Sleep for Health and Performance

Sleep for Health and PerformanceAthletes often search for the newest invention, technique, or ‘secret’ to give them an edge in performance, injury recovery, and injury prevention. While not actually a ‘secret’, there are ways to get an edge that you have direct control over every day.  Sleep is one of those elements. In fact, the benefits of sleep for health and performance are powerful, but often overlooked and ignored.

Benefits of Sleep

Getting a good night’s sleep is one of the most important things you can do to improve your physical and mental performance. In addition, sleep helps you recover from injuries faster, and improves your overall health and resistance to illness. The benefits to getting a good night’s sleep include:

Improved mental health

  • Getting enough sleep supports the body’s ability to manage stress and anxiety. Lack of sleep is directly associated with depression.

Improved physical health and immune function

  • Cell and muscle growth and repair occur during sleep. Therefore, without sleep your body won’t recover fully from the previous day’s workout.
  • Poor quality sleep is associated with weight gain and obesity in adolescents and young adults.

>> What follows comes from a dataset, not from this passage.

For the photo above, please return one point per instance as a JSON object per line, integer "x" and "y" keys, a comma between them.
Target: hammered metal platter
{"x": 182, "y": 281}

Improved cognitive performance

  • Lack of sleep reduces your ability to focus and maintain attention, and impairs decision-making and memory.

Lack of Sleep

Studies show that sleep directly affects immune function, and that lack of sleep is associated with increased injuries in adolescent athletes. A study on the effects of sleep deprivation on adolescent athletes found that athletes who got less than 8 hours of sleep a night were 1.7 times more likely to be injured than athletes who slept 8 or more hours a night.

Getting Better Sleep

As you can see, there are many benefits to getting a good night’s sleep. Although, knowing this and doing it are two different things! First, it’s important to understand how much sleep to aim for. Teenagers should get 8-9 hours of sleep a night. Adults should shoot for 6-8 hours of sleep a night.

Second, it is good to have some strategies to make falling asleep as easy as possible. Try some of the following tips to find what works best for you.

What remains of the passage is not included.